Human history is full of cause and effect relationships. The 21st Century is no exception.
In 1439, when the the movable-type press was invented, its use to print and distribute literature, to the common people, encountered great amounts of opposition from the traditionalist forces, namely the Catholic church. Less than 100 years later, Martin Luther nailed his 95 Theses to the doors of his local church, making a triumphant stand for his own ability to think for himself and setting the events of the Protestant Reformation into motion.
Today, Internet giant Google encounters opposition from many as it pushes to make books and texts more accessible to over the Internet through it’s Google Books Library Project. Perhaps this opposition to Google’s project is a last ditch effort by publishers, news agencies and authors to preserve their own vitality in a world where they are quickly becoming the information middle-man. As the distribution of information has become more comprehensive and more easily accessible, there has been a rise in citizen journalism and citizen’s correction of journalism.
On Wednesday, October 6, the New York Times printed the article “In E-Books, It’s an Army vs.
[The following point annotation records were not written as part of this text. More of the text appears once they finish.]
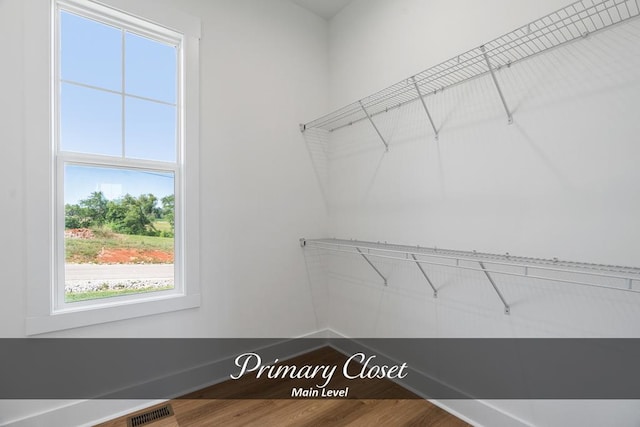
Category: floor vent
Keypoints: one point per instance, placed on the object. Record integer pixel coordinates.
(150, 416)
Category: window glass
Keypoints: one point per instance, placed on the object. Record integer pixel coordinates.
(91, 52)
(119, 232)
(150, 68)
(90, 121)
(150, 131)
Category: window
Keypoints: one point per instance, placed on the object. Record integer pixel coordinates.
(123, 181)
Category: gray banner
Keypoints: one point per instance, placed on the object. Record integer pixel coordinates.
(435, 368)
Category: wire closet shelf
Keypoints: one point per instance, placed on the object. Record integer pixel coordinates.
(572, 22)
(618, 278)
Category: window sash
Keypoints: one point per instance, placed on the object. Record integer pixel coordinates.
(137, 26)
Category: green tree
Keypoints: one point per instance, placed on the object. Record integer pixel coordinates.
(76, 217)
(95, 207)
(169, 210)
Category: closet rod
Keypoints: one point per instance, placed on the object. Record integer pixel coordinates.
(573, 22)
(412, 253)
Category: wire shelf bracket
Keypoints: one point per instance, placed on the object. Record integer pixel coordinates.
(507, 309)
(495, 82)
(619, 278)
(386, 145)
(424, 105)
(435, 291)
(571, 23)
(372, 266)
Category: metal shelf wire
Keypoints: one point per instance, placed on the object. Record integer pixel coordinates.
(572, 22)
(612, 277)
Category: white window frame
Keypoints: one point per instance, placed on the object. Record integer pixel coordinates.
(46, 309)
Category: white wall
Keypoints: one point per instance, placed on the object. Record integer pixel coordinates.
(562, 181)
(263, 71)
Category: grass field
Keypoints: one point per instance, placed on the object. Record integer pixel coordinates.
(83, 296)
(87, 250)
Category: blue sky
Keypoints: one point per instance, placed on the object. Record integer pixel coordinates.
(114, 183)
(97, 117)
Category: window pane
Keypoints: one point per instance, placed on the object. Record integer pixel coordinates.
(150, 130)
(151, 69)
(119, 227)
(90, 121)
(91, 52)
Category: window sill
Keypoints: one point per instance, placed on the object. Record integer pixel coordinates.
(94, 315)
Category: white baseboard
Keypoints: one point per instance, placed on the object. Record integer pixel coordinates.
(91, 412)
(474, 412)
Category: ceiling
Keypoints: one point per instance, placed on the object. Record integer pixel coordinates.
(324, 8)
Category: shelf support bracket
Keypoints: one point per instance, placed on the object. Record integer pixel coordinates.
(495, 82)
(507, 309)
(372, 266)
(386, 146)
(424, 105)
(435, 291)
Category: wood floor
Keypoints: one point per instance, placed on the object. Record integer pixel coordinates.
(370, 403)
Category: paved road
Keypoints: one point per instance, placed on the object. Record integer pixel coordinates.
(118, 271)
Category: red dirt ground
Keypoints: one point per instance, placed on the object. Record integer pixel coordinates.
(134, 256)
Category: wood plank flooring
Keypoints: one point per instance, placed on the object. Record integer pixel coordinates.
(369, 403)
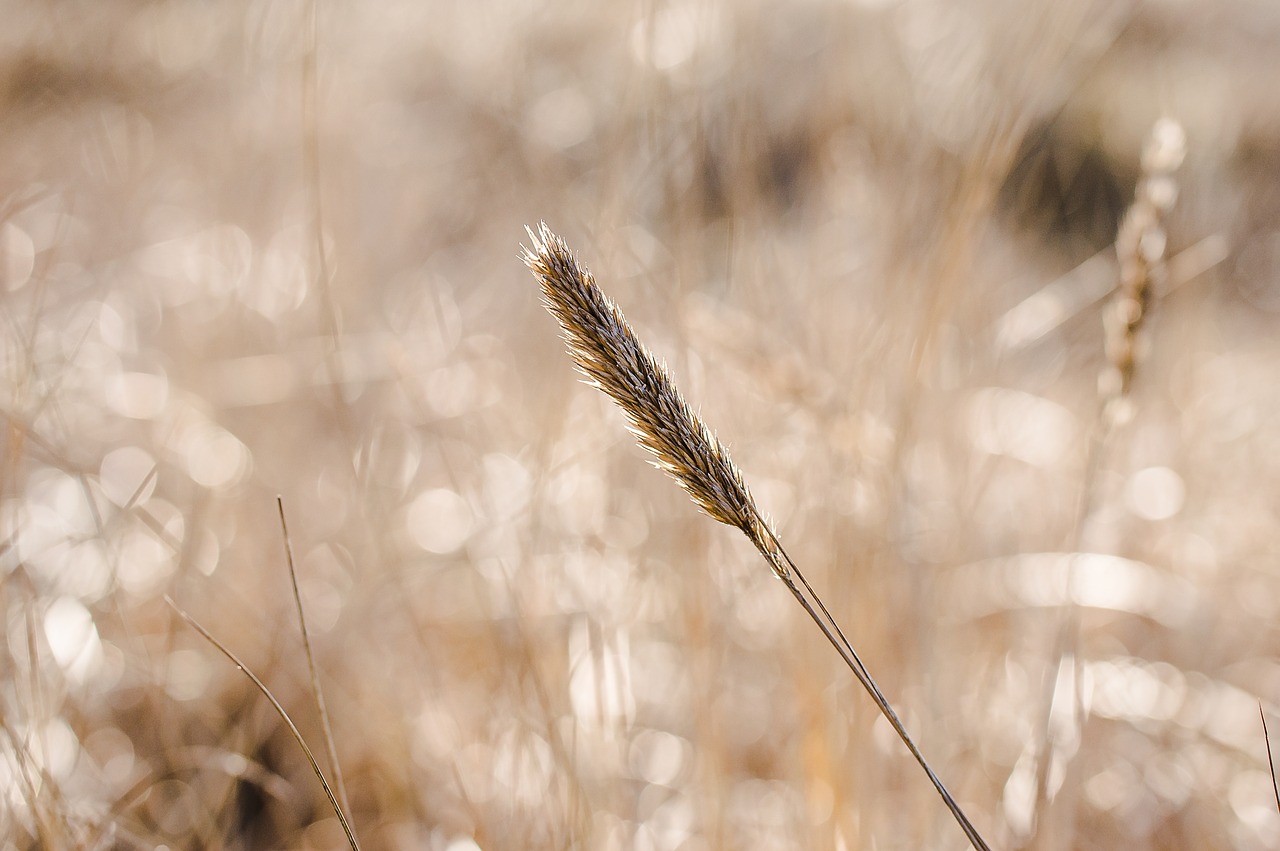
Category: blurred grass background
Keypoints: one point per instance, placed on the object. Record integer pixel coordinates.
(270, 247)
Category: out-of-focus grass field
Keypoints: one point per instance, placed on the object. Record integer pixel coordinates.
(252, 248)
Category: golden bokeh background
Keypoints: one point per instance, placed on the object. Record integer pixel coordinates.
(268, 247)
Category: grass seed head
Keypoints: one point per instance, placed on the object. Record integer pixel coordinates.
(615, 360)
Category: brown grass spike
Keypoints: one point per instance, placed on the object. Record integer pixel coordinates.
(615, 360)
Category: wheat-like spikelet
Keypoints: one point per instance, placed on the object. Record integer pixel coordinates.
(609, 353)
(1141, 245)
(615, 360)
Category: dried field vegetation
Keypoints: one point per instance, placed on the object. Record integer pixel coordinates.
(257, 248)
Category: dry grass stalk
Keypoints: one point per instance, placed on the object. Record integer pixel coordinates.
(1141, 246)
(608, 352)
(615, 360)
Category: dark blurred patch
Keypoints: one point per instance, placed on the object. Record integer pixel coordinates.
(1065, 190)
(33, 81)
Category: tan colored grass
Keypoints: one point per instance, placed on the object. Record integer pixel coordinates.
(1141, 250)
(615, 360)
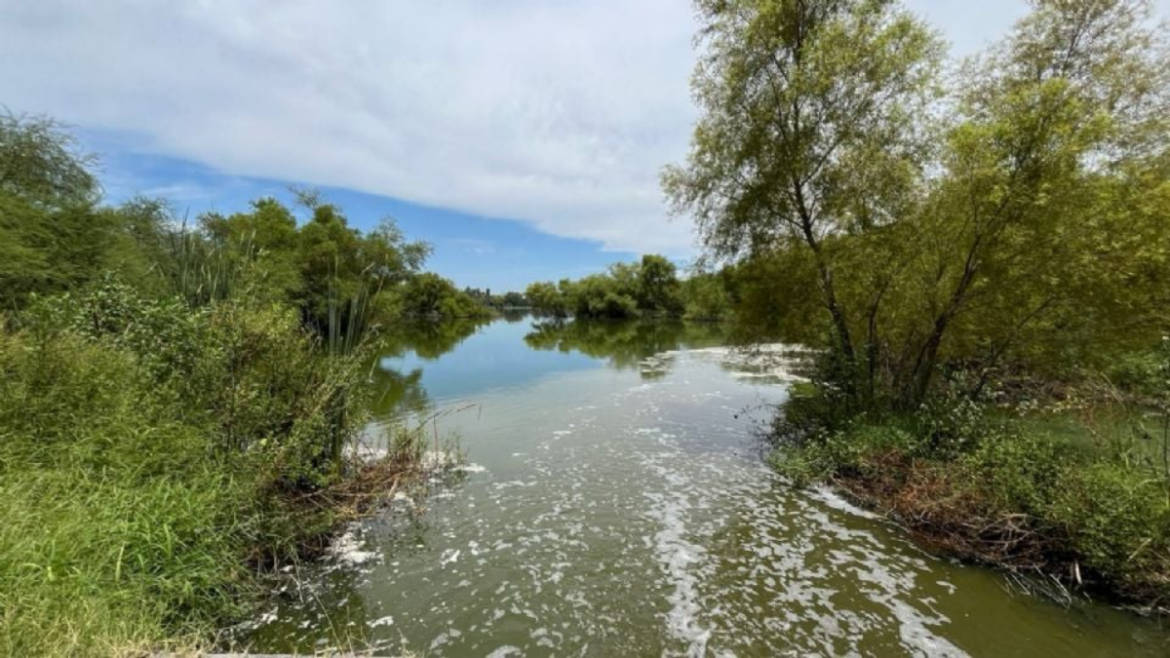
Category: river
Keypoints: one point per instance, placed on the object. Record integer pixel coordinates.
(616, 502)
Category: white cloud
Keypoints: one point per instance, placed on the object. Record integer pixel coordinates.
(555, 112)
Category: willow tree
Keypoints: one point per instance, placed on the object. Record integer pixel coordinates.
(811, 128)
(1052, 177)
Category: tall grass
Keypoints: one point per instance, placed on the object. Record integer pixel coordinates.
(151, 454)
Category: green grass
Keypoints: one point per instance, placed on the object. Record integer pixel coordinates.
(150, 460)
(1087, 504)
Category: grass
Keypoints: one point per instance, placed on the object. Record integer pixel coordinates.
(156, 460)
(1085, 506)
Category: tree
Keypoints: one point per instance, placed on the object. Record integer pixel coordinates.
(52, 237)
(1069, 110)
(658, 286)
(40, 162)
(546, 299)
(807, 129)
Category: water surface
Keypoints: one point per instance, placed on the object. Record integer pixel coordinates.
(616, 505)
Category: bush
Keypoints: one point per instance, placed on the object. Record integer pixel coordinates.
(1119, 522)
(146, 451)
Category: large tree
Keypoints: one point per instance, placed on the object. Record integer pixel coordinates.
(809, 130)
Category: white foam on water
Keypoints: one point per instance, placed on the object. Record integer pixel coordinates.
(382, 622)
(349, 549)
(834, 500)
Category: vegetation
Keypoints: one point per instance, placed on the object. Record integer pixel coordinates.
(998, 237)
(627, 290)
(626, 344)
(176, 405)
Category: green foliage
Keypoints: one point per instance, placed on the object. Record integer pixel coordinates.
(546, 299)
(428, 295)
(145, 452)
(995, 489)
(40, 163)
(1027, 228)
(625, 344)
(626, 290)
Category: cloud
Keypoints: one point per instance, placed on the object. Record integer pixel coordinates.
(552, 112)
(556, 112)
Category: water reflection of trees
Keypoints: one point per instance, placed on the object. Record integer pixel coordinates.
(398, 392)
(625, 344)
(427, 340)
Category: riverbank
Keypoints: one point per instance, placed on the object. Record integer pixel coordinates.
(1064, 514)
(157, 461)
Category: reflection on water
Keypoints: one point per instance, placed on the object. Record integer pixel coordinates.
(617, 506)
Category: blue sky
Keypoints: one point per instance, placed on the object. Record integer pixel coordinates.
(523, 138)
(473, 251)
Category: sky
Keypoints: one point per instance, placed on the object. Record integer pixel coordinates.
(523, 138)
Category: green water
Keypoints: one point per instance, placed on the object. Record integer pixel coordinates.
(616, 505)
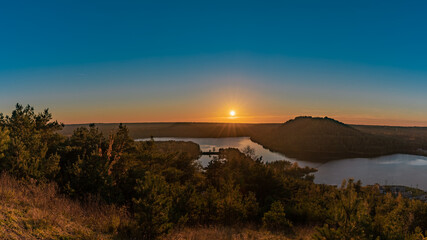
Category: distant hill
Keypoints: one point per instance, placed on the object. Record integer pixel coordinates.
(304, 138)
(320, 139)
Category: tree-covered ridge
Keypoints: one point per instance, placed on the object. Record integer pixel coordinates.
(164, 190)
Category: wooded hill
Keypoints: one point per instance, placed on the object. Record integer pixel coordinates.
(304, 138)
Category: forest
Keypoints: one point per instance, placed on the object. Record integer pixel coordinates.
(154, 190)
(315, 139)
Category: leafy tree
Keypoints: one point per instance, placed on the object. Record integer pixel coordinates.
(4, 142)
(349, 216)
(152, 206)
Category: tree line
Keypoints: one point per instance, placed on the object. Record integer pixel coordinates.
(165, 190)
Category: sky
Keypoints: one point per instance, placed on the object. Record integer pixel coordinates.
(360, 62)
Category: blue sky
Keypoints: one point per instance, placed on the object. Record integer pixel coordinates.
(135, 61)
Google.” This article focused on Google’s negative publicity and gave very little information on Google’s support and where it comes from. Nor did the article mention successful projects, like Project Gutenberg, that have similarities with Google Books Library Project and have been largely successful. The article also used the word “ambitious” more than once to describe Google’s plan. (I wonder if the writer of this article looks as much like Brutus as he sounds…)
But, why would the NYTimes put such a negative spin on a project meant to benefit humankind? Newspapers have suffered a few too many injuries from citizen journalists, like Little Green Footballs, who uncover journalism’s flaws like Reutergate and the Killian Document Controversy (a.k.a. Rathergate). The more accessible information becomes to proactive bloggers the harder it becomes for even the most prestigious of newspapers to provide the public with pertinent and accurate information that they are willing to pay for.
Are projects like Google’s and citizen journalists like Charles Johnson bringing about a news reformation? I think so.